Page:Dickens - Nicolas Nickleby, trad. Lorain, 1885, tome 1.djvu/398

Cette page a été validée par deux contributeurs.

« C’est un grand honneur, assurément, dit M. Wititterly ; le malheur est que Julia, ma tendre amie, va en souffrir demain.

— En souffrir ? cria lord Verisopht.

— La réaction, milord, la réaction, dit M. Wititterly ; cette violente secousse qui vient ensuite ébranler son système nerveux : un affaissement, un abattement, une prostration, une lassitude, une faiblesse ! Tenez, milord, si sir Tumley Snuffim pouvait voir en ce moment cette délicate créature, il ne donnerait pas cela de sa vie. » Pour mieux faire comprendre cela, M. Wititterly prit dans sa tabatière une prise de tabac qu’il lança légèrement en l’air, comme un emblème de l’existence fugitive de son épouse adorée.

« Pas cela, répéta-t-il en regardant autour de lui de l’air le plus sérieux du monde ; non, sir Tumley Snuffim ne donnerait pas cela de la vie de Mme Wititterly. »

M. Wititterly dit ces paroles avec une sorte de joie à la fois fière et recueillie, comme un homme qui ne se fait pas d’illusion sur l’état désespéré de sa femme, mais qui ne se dissimule pas non plus l’honneur qu’il en reçoit. Mme Wititterly, de son côté, soupirait et roulait des yeux modestes, comme une femme qui a le sentiment de cette distinction glorieuse, mais qui veut la soutenir avec autant d’humilité que faire se peut.

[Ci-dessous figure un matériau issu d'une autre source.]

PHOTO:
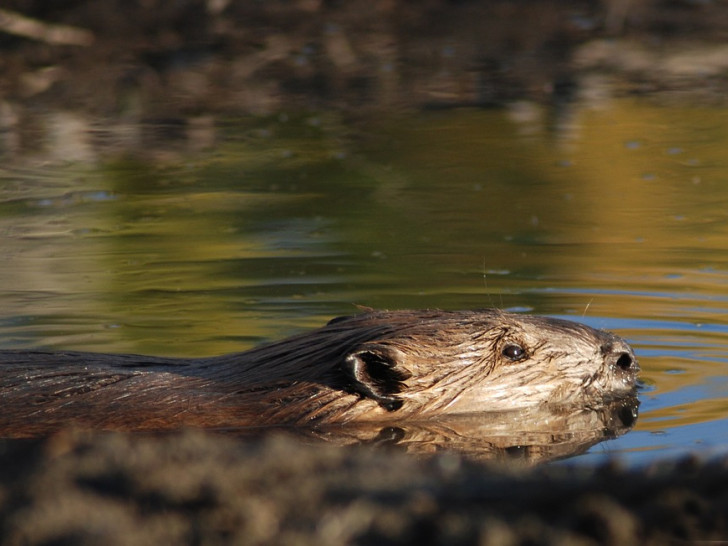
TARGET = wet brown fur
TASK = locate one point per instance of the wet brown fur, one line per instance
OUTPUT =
(377, 366)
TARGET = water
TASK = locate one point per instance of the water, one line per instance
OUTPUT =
(613, 214)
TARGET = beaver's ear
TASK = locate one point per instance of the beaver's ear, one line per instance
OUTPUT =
(376, 371)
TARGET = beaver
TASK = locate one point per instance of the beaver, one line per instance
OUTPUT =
(378, 366)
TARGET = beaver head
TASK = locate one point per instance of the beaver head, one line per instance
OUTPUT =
(412, 364)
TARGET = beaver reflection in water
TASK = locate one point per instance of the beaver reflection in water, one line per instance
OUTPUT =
(376, 366)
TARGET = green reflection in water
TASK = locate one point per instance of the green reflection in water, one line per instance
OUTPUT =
(616, 211)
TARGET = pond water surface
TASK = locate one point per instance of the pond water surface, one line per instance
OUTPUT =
(615, 215)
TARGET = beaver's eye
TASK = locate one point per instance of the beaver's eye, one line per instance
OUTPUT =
(514, 352)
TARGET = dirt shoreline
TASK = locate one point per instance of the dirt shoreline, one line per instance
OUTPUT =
(186, 67)
(195, 488)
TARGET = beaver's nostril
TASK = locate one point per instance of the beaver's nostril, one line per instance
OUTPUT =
(625, 362)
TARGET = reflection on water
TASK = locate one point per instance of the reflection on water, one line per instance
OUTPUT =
(543, 434)
(616, 215)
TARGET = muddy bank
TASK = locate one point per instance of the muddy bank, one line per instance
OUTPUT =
(195, 488)
(143, 73)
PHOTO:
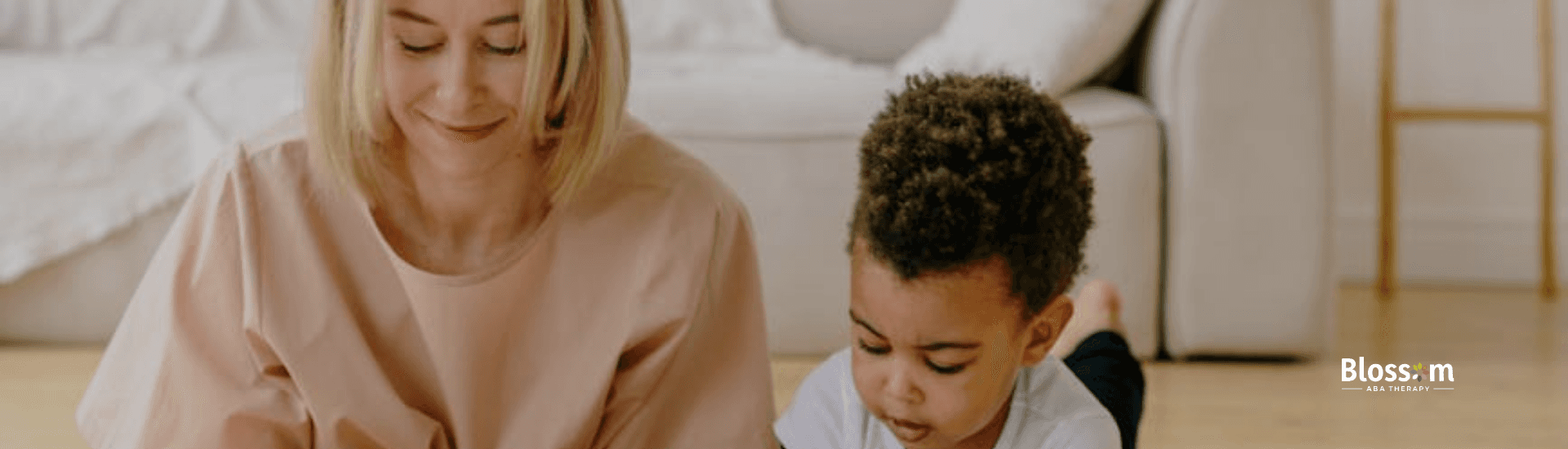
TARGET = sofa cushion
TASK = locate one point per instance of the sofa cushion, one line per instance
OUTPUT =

« Mme Wititterly, dit le mari, est la cliente favorite de sir Tumley Snuffim. Je crois pouvoir dire que Mme Wititterly est la première personne qui ait expérimenté le nouveau médicament auquel on attribue la mort d’une famille entière aux sablonnières de Kensington. Je crois bien que c’est elle qui a été la première. Si je me trompe, ma chère Julia, vous pouvez me reprendre.

— Je crois que j’ai été la première, » dit Mme Wititterly d’une voix débile.

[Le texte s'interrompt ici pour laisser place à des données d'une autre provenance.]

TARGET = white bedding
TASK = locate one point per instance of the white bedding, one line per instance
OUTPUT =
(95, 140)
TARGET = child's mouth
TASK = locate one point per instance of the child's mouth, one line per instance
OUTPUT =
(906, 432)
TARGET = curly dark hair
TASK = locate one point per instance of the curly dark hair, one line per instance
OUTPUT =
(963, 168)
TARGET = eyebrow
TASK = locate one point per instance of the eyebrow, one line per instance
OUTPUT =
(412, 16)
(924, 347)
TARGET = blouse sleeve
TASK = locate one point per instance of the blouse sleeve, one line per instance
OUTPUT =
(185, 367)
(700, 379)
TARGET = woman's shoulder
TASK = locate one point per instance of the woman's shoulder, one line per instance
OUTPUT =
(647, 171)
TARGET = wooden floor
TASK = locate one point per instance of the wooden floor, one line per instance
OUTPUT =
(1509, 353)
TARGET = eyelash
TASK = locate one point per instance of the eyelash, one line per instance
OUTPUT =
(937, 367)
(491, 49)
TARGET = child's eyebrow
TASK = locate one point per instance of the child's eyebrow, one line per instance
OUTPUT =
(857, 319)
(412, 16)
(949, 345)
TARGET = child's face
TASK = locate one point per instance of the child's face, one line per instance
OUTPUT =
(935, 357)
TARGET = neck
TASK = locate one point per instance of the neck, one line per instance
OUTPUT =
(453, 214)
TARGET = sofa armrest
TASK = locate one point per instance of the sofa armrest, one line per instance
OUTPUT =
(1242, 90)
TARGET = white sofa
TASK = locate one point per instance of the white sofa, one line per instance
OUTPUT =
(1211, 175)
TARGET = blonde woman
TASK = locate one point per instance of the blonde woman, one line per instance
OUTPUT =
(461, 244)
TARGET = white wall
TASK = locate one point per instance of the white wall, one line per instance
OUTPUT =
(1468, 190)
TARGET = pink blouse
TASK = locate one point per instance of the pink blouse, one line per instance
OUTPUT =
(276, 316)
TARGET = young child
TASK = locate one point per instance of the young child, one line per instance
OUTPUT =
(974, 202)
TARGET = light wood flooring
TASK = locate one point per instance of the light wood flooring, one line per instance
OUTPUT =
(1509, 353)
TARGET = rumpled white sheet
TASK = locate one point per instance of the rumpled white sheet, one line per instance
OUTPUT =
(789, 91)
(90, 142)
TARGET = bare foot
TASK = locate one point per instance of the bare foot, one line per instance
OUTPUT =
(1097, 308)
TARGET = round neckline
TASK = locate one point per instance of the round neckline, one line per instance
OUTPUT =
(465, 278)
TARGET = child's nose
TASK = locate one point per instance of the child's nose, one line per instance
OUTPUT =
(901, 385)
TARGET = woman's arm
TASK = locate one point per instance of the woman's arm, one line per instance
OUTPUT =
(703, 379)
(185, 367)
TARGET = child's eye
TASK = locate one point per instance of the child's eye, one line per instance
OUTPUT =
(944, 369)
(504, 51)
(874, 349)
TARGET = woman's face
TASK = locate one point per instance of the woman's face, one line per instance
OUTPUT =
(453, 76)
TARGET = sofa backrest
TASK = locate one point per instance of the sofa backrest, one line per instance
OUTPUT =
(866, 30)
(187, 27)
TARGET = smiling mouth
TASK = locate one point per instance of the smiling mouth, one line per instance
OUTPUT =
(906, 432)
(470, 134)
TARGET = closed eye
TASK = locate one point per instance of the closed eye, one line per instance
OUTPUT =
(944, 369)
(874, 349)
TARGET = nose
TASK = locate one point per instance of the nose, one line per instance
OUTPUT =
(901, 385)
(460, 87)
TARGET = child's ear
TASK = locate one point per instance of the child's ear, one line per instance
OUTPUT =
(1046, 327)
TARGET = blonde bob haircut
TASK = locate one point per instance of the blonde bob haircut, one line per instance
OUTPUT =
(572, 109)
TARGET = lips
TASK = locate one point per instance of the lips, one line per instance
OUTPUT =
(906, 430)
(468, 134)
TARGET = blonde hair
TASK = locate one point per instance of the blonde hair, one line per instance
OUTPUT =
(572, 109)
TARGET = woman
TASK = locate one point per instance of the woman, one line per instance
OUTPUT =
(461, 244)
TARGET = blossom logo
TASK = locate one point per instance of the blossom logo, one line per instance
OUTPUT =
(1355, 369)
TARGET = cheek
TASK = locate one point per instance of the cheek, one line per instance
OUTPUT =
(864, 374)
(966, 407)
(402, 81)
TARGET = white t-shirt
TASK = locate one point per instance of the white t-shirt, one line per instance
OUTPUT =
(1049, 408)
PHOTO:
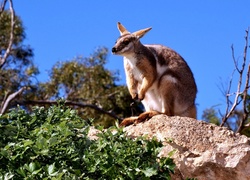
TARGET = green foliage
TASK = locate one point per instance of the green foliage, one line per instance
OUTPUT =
(18, 70)
(53, 144)
(86, 80)
(211, 115)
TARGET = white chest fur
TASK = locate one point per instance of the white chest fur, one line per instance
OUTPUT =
(152, 100)
(131, 62)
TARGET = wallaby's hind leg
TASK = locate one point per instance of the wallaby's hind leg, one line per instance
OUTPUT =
(128, 121)
(137, 119)
(191, 112)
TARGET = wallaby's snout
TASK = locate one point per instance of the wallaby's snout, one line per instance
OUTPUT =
(114, 50)
(156, 75)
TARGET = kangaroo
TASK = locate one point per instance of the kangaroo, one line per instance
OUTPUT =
(157, 76)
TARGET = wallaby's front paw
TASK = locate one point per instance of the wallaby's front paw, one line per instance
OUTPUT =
(134, 96)
(141, 96)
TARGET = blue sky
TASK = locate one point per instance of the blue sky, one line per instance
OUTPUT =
(201, 31)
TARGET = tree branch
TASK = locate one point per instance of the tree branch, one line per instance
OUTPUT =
(2, 6)
(71, 103)
(9, 99)
(8, 50)
(238, 93)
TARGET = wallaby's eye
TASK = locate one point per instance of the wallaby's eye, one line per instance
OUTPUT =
(126, 42)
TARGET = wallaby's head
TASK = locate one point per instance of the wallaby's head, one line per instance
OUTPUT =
(126, 43)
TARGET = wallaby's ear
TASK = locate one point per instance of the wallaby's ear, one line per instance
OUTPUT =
(139, 34)
(122, 29)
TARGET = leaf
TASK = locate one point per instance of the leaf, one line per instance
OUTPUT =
(52, 170)
(149, 172)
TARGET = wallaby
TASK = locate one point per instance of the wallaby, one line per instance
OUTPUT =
(156, 75)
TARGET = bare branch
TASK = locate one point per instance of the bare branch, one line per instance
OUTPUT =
(238, 93)
(2, 6)
(71, 103)
(235, 62)
(10, 98)
(8, 50)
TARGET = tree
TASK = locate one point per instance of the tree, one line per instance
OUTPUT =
(87, 86)
(84, 83)
(236, 116)
(16, 63)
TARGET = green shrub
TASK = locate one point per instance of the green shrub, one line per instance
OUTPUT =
(53, 144)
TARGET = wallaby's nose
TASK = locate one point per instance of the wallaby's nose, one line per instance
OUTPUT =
(113, 50)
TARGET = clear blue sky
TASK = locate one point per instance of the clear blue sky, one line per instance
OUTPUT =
(201, 31)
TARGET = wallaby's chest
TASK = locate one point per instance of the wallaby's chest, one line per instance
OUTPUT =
(131, 68)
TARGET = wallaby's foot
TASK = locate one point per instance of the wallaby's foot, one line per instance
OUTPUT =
(138, 119)
(128, 121)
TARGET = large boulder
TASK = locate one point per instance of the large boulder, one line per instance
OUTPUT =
(201, 150)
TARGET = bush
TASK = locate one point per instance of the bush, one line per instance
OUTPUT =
(53, 144)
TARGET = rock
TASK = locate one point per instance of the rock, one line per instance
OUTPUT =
(203, 151)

En voyant que son patron ne savait trop comment se mêler à la conversation, dont il n’avait d’ailleurs nulle envie, l’intrépide M. Pyke monta encore à la brèche à sa place, et, pour ne pas avoir l’air de dévier de la question, il demanda si ce médicament avait bon goût.

« Non, monsieur, bien loin de là ! Il n’avait pas même ce triste mérite, dit M. Wititterly.

— Alors, Mme Wititterly est un vrai martyr, continua-t-il en s’inclinant devant cette sainte femme.

— Je le crois, vraiment, dit Mme Wititterly avec un sourire.